I find both of these behaviours useful in their own way - both the strict
delta-at-most-1 guarantee of `@post_x == max(0, @pre_x - 1)` that `pop @x`
provides, and the "clean up any leftover junk" that delete offers. You
wouldn't expect `pop` or `push` to change the size by more than 1, but
seems reasonable to have less strict expectations from `delete`.
Re: proposal: deprecate exists on array elements [ In reply to ]
On 2021/09/25 21:02, Tom Molesworth wrote:
> On Sun, 26 Sept 2021 at 10:29, Ricardo Signes
> <perl.p5p@rjbs.manxome.org <mailto:perl.p5p@rjbs.manxome.org>> wrote:
>
> On Sat, Sep 25, 2021, at 2:35 PM, L A Walsh wrote:
>> On 2021/09/03 09:50, Ricardo Signes wrote:
>> > Every once in a while, somebody suggests that "exists $arr[3]"
>> can be
>> > useful.

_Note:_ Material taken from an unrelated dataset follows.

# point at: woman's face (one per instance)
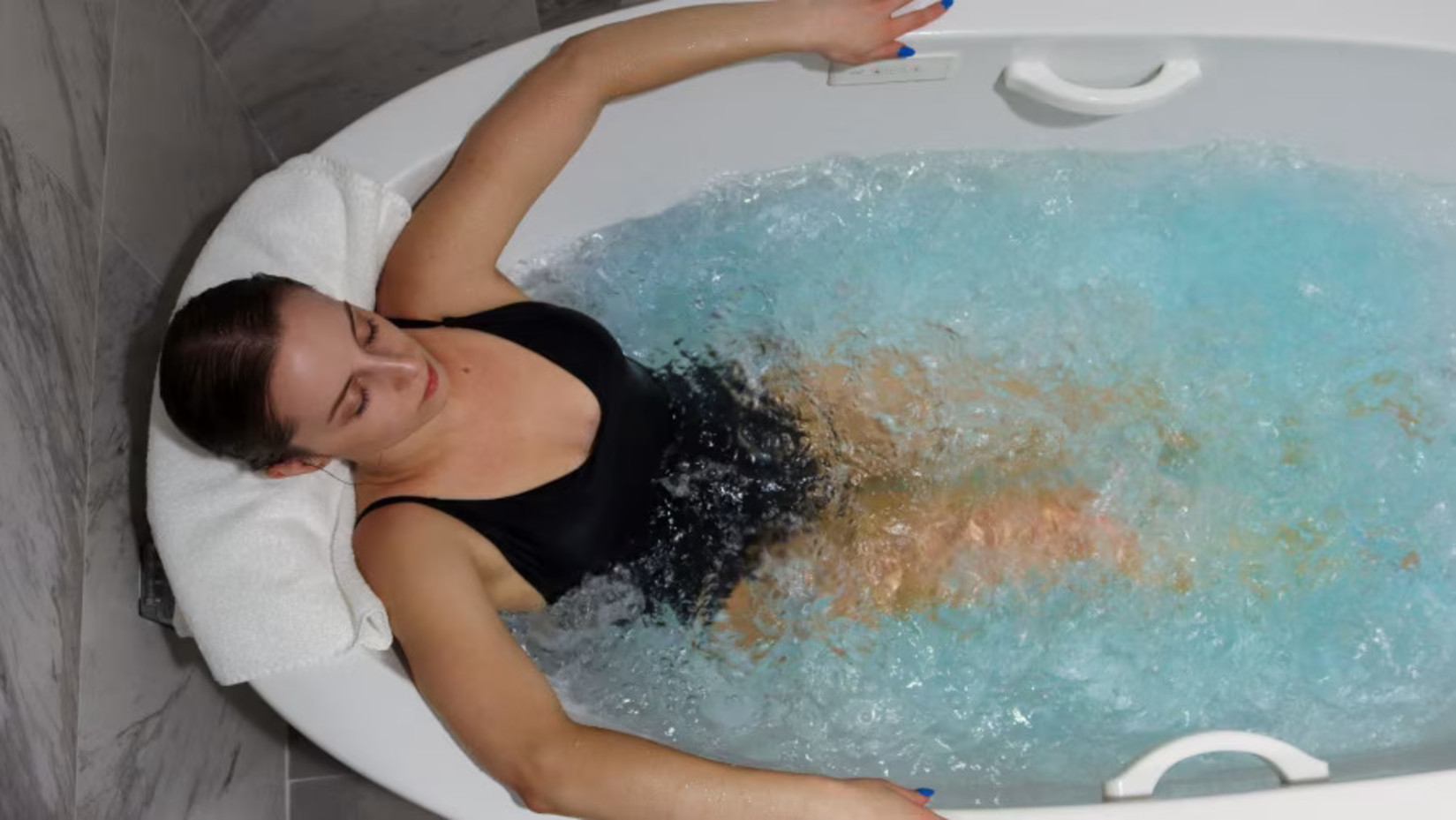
(351, 382)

This is almost never true, and most often based on a
>> > misapprehension of what it means. (No, it's not a sparse
>> array. No,
>> > it's not a useful test of array length.)
>> ----
>> Reason for deprecation? Because usefulness is rare?
>
> Because it confuses experts and new users alike, as I said in a
> section you did not quote.
>
>
> There are quite a few other confusing features in Perl - I think
> there's even a document of "Perl quirks" going around at the moment
> with a list of them! - so "can cause confusion" on its own is perhaps
> not the most compelling reason?
----
I'm in agreement w/Tom... I didn't think that part of your email was
really relevant to the issue.

As for my example -- you seemed to want an example of valid usage.
Off the top of my head, I could use it to see what entries in @results
had not been touched by the existing test sets. I thought it was a
sufficiently trivial and named example (cov=coverage).

As for big-hunk of code -- 37 lines, not meant to be a smallest,
not-understandable case. As for indirect usage -- before claiming it
isn't in the documentation, you might at least check:

perlfunc:
....
If the hook is an array reference, its first element must be a
subroutine reference. This subroutine is called as above, but the
first parameter is the array reference. This lets you indirectly
pass arguments to the subroutine.

It's talking about using a syntax similar to P's print-to-string
can take an array (unlike sprintf) for use in arguments -- put
format as 1st element, with args that follow. I think you can also
unshift on the FH param into the array. Now you want to talk
"understanding" -- why would perl document that using an array with
sprintf is [almost] never useful (actually it is never used and could
be used). Seems like there are lower hanging fruit on the Perl tree
that would not cause unnecessary breakage in any CPAN prog, vs. killing
eval's usage on ARRAY's definitely would.

There are other areas that wouldn't break compatibility with existing
CPAN programs where perl *creates* an error rather than doing what
the user meant. Having a language that tells the user that it knew
what the user meant, but then refuses to do it, is a quick way to lose
users -- like using a ref to something as equivalent to the something
where it can. If perl can't figure it out, then it can't. But if perl
*can* figure it out but *won't*, based on some case that doesn't even
exist in the language, that's just churlish.
Re: proposal: deprecate exists on array elements [ In reply to ]
On 2021/09/26 00:10, Nicholas Clark wrote:
>
> As to exists and delete on arrays, the insanity come from the combination of
> the two, sparse assignment and pop, because Perl doesn't really have sparse
> arrays, and pop exposes this. You get the situation where you can delete an
> element that does not exist and the array changes size:
>
----
Interesting example.
Bash supports sparse arrays through "some" mechanism.
I'm a bit surprised perl doesn't as well. Still it is an
interesting side effect, but with arrays, I always expect
the size to be 1+the last element index. Even though
perl doesn't support sparse, exists is properly saying
space for that element has never been initialized. However
that doesn't mean it might not have been allocated behind the
scenes as part of perl's internal ARRAY representation.

I don't think the internal representation of such a structure
should be used as some reason to change the external functionality.
I.e. we wouldn't want the tail to be wagging the dog, would we?
AFAIK, the internals are "internal" and not really part of the
documented or external interface, no?